Another Marc Nadon? Conservatives appoint federal judge to Quebec court
OTTAWA – The Conservative government is sending a federal court judge to the Quebec Court of Appeal, opening up the possibility that Robert Mainville will fill the next Quebec vacancy on the high court following the rejected appointment of Marc Nadon.
Justice Minister Peter MacKay announced in a press release late Friday afternoon that Mainville will be appointed to the Quebec Court of Appeal effective July 1.
As reported in the Globe and Mail, Mainville was one of three candidates from the Federal Court of Appeal – which included Nadon – on a shortlist to replace outgoing Supreme Court justice Morris Fish.
But Nadon’s appointment was ultimately struck down by the Supreme Court because he did not come from one of two courts in Quebec, and was not a current member of the Quebec bar.
One of three Quebec judges on the high court, Louis LeBel, recently announced he would retire from the Supreme Court on Nov. 30 when he hits retirement age of 75.
Global News reported in May that prior to his appointment, the prime minister’s office suggested to Nadon that he resign and join the Quebec bar. He didn’t, and his appointment was ultimately rejected by the Supreme Court.
A transfer to a Quebec court would be a “safer route,” University of Ottawa civil law professor Sebastien Grammond told Global News last month.
“What people will say or think of that, that’s another issue.”
According to the release, Mainville was appointed to the Federal Court of Appeal in 2010, after a Federal Court appointment in June 2009.

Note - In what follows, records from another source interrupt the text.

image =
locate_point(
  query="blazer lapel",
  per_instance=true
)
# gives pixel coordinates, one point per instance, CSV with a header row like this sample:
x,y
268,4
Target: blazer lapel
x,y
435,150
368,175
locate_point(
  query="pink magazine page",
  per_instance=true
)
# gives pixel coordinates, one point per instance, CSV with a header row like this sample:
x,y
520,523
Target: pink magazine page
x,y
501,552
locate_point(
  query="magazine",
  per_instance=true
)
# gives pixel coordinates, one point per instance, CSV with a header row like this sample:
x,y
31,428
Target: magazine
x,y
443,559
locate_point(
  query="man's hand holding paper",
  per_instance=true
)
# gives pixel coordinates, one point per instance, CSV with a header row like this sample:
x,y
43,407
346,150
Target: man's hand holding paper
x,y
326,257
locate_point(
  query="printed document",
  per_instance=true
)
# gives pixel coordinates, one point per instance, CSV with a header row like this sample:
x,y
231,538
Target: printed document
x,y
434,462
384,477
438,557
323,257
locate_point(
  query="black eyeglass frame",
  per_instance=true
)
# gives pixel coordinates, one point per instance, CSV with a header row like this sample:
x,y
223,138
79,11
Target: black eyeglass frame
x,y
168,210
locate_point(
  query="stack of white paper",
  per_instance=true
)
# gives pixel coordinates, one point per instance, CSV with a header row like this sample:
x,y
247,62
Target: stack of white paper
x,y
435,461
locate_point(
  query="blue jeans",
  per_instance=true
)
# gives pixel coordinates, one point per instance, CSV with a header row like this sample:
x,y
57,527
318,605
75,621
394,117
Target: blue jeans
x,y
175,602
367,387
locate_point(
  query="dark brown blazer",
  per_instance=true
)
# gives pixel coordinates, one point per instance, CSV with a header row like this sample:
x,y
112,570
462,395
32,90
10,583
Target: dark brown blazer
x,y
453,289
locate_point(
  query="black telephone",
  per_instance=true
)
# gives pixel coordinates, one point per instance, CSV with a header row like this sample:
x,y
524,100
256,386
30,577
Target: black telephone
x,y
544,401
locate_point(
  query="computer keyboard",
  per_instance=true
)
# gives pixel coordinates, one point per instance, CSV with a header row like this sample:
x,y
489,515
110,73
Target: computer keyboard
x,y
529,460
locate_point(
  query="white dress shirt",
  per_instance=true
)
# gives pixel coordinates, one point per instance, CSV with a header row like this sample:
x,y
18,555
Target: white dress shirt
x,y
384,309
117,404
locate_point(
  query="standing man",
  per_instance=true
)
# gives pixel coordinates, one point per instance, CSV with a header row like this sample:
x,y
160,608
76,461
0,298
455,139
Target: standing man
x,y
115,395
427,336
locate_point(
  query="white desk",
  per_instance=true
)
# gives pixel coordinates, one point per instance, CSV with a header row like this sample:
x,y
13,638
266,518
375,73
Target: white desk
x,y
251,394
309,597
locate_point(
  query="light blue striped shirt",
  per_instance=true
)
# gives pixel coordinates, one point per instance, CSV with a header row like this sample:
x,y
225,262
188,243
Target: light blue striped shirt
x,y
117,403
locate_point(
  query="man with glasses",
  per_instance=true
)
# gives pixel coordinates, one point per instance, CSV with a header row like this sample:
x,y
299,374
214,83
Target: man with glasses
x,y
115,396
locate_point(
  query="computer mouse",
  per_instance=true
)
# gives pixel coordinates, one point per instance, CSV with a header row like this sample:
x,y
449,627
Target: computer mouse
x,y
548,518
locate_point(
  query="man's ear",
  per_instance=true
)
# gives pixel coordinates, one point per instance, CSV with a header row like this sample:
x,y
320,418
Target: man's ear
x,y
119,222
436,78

He joined the Quebec Bar in 1976 and until his appointment in 2009, was a partner at Gowling Lafleur Henderson in Montréal where he headed the national practice group on aboriginal law.
As is standard, Mainville would have resigned from the bar when he was appointed a judge.
Some nine months after Nadon’s botched appointment, Prime Minister Stephen Harper named Quebec Court of Appeal judge Clement Gascon to the high court earlier this month.
Gascon spent 10 years as a member of the Quebec Superior Court before joining the Quebec Court of Appeal in 2012.